Bu hafta gündemimiz bir anda dövizin yükselişiyle aniden değişti. Aslında piyasanın içindekiler bilir, finansal endeksler ve kurlar zaten son iki aydır can çırpınıyordu. Doların bu hafta içerisinde yedinin üzerini görmesi ile psikolojik sınır da aşılmış olacak ki halktan en nihayetinde en azından bir iki homurtu duymaya başladık. Tabii Merkez Bankası ve Türkiye tarafından Türk lirasının değerini koruyabilmek adına gerekli tedbirler alınıyor fakat yeterli değil.
Neden alınan tedbirler ekonomi için yeterli bir çözüm değil?
Ekonomik istikrarsızlığın temelinde aslında siyasi güven eksikliği var. Risk yönetimi ve finansın temeli: Eğer risk varsa faizler yüksektir ve eğer faizler yüksekse paranın değeri azalır. Peki o zaman söyleyin bana siz paranızı böyle bir yere yatırmak ister miydiniz? Eğer gelecekte bu ülkeden bir umudunuz, düzeleceğine dair bir beklentiniz yoksa yatarım da olmaz. Bu sadece bizim için değil herkes için aynı, çok basite indirgenmiş, teorik bir kural.

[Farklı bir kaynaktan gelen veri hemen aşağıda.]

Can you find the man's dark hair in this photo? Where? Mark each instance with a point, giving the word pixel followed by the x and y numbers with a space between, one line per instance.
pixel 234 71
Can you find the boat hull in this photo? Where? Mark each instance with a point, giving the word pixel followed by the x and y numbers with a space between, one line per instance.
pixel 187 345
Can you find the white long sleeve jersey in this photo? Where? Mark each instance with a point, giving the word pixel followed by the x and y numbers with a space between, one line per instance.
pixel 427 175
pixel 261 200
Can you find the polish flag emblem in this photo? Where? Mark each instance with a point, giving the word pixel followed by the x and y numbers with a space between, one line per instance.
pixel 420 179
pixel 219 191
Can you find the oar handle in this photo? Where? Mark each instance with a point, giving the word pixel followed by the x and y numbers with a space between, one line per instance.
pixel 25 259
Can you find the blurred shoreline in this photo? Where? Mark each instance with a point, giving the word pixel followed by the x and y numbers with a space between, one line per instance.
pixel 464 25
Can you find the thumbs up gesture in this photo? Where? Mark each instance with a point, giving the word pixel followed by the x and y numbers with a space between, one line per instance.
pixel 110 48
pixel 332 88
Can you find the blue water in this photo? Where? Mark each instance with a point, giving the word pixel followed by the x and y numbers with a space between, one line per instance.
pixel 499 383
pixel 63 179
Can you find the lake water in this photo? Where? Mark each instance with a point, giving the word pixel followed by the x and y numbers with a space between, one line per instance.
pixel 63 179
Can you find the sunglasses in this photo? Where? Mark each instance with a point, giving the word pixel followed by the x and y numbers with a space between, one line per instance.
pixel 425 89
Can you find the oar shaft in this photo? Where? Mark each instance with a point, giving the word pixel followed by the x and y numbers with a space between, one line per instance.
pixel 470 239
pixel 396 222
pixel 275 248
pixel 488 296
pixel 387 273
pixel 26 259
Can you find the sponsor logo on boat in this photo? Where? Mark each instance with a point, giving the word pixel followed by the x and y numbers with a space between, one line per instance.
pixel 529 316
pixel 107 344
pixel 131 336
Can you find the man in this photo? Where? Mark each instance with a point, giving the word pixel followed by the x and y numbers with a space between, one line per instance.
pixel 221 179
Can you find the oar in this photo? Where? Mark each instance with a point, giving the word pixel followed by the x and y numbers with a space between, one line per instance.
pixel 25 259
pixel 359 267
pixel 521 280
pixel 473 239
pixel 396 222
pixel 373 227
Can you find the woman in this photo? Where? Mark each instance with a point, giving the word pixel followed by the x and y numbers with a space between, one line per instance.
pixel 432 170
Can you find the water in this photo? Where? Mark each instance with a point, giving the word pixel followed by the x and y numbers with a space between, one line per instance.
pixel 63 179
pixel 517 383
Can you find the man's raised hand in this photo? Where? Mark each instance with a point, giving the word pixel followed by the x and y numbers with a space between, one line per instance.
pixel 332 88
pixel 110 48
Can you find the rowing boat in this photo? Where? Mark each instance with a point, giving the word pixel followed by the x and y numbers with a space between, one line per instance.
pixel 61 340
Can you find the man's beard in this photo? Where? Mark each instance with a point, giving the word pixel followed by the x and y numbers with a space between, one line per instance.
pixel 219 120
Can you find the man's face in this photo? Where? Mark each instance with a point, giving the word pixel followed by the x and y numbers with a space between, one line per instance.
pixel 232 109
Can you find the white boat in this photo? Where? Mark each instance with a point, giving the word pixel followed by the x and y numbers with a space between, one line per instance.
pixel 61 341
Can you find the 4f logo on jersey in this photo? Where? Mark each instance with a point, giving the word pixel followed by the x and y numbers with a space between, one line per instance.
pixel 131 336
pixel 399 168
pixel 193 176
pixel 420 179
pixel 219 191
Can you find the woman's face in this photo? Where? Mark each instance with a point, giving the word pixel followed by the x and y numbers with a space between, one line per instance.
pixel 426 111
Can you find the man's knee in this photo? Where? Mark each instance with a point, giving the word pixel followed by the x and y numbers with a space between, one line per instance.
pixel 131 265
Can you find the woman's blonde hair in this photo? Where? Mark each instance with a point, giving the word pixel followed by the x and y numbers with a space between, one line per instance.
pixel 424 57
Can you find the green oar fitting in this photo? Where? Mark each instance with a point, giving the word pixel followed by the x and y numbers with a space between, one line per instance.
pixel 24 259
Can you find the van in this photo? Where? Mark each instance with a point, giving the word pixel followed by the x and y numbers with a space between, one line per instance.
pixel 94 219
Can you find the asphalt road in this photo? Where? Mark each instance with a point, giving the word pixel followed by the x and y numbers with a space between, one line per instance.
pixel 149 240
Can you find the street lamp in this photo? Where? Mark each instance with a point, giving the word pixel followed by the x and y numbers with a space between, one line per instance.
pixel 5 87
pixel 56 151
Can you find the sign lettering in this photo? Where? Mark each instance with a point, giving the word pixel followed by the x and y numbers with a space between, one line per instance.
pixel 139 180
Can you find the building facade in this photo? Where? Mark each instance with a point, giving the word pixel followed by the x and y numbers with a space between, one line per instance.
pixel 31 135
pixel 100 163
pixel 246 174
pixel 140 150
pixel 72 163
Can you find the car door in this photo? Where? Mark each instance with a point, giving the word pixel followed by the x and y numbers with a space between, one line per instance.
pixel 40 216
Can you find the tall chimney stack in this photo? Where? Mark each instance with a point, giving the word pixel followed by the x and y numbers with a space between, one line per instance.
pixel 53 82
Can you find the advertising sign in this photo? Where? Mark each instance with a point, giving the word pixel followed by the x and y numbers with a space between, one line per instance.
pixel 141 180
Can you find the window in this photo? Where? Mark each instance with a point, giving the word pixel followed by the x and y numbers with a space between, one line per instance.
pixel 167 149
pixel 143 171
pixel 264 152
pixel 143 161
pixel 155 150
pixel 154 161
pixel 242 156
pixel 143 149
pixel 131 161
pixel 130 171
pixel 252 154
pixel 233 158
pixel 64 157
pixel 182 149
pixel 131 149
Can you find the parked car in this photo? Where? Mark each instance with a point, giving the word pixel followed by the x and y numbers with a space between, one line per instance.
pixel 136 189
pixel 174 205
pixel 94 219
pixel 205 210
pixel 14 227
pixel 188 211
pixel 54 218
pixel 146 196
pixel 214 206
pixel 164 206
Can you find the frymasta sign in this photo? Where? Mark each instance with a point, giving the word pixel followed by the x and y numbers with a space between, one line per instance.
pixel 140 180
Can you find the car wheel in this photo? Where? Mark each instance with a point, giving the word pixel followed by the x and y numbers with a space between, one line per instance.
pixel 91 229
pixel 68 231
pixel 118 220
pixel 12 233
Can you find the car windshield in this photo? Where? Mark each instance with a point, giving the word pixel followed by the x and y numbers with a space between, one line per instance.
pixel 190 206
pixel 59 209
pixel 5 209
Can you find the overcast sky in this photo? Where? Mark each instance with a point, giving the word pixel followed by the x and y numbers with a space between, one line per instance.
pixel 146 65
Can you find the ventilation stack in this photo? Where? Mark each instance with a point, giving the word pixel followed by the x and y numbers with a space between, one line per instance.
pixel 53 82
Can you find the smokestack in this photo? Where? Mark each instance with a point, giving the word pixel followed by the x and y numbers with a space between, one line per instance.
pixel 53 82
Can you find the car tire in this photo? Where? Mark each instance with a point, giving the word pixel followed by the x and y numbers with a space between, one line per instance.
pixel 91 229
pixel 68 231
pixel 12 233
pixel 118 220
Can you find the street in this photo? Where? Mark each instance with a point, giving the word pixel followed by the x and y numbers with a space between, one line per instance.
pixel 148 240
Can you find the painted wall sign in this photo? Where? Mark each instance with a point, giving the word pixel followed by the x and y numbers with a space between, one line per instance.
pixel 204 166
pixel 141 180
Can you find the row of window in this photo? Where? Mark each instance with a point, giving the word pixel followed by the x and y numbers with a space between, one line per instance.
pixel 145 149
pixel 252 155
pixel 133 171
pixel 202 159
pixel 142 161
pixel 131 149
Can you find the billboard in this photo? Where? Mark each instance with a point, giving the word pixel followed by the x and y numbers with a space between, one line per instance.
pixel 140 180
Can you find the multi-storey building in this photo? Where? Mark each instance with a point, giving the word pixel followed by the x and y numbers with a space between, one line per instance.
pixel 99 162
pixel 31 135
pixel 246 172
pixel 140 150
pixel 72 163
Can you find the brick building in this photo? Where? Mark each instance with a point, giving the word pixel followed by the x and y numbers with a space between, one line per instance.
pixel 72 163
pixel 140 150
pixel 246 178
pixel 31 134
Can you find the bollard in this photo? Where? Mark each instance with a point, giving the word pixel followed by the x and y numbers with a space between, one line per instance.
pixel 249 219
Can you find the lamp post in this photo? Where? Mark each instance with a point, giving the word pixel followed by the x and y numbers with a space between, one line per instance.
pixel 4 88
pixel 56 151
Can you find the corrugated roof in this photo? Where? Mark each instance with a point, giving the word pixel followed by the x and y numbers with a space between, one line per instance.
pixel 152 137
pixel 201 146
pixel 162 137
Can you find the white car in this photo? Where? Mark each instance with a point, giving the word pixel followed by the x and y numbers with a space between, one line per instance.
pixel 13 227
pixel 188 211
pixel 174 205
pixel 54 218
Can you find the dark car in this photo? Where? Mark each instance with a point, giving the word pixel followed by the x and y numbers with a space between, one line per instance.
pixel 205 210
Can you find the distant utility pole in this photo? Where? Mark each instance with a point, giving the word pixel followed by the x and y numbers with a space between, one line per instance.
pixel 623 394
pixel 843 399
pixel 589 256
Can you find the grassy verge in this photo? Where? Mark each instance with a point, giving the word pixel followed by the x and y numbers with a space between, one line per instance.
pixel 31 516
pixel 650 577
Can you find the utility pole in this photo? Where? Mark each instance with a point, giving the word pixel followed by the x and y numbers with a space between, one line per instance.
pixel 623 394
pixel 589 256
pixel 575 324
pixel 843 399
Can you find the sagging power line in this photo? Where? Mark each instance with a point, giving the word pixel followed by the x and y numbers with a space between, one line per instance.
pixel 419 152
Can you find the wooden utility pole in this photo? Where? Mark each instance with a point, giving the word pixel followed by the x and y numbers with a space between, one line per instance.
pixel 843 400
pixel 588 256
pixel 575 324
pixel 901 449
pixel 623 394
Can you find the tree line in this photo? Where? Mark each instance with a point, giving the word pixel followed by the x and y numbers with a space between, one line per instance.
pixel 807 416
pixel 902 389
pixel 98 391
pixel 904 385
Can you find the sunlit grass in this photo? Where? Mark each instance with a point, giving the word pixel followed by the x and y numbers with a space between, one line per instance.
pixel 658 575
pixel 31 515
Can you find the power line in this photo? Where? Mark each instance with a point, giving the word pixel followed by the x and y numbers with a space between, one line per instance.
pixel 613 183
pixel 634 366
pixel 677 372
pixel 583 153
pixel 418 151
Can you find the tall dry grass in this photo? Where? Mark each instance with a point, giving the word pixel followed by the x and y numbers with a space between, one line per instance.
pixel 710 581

Güney Kore’den bahsedecektik.
Güney Kore özellikle İkinci Dünya Savaşı’ndan sonra çok büyük bir hızla ekonomik gelişme kaydetti. Zaten hepimizin aşina olduğu Kore Savaşı’ndan aslında çok hasarlı bir şekilde çıkmıştı, sonra Kuzey ve Güney Kore olarak ikiye ayrıldı. Kuzey Kore bugün hâlâ dışarıya kapalı sosyalist bir ekonomik anlayış ile yönetiliyor. Güney Kore ise aşamalı olarak dışarıya açıldı. Güney Kore üretime başlayacağı dönemde aslında Amerika gibi birçok ülkedeki teknoloji firmaları çok yollar kat etmişti. Tabii bunun yanında konfeksiyon, ayakkabı gibi üretim fabrikaları da komşuları Çin, Tayvan gibi ülkelerde üretiliyordu.
Güney Kore’nin önünde iki yol vardı: Öğrenmek veya bağlanmak. Hâlihazırda gelişmiş olan fabrikaları ucuz iş gücü ile ülkeye çekmek kısa yoldan ekonomiyi hızlandıracaktır fakat ülkeyi dışarıya bağımlı hâle getirir. Onun yerine önce gelişmiş ülkelerin teknolojileri incelendi, daha sonra eğitim ve enstitüler güçlendirildi. Böylece yeni gelen nesil var olan teknolojiyi öğrenip daha iyisini geliştirebilecekti. Bunların hepsi devlet desteği ile yapılmış olan kararlardı.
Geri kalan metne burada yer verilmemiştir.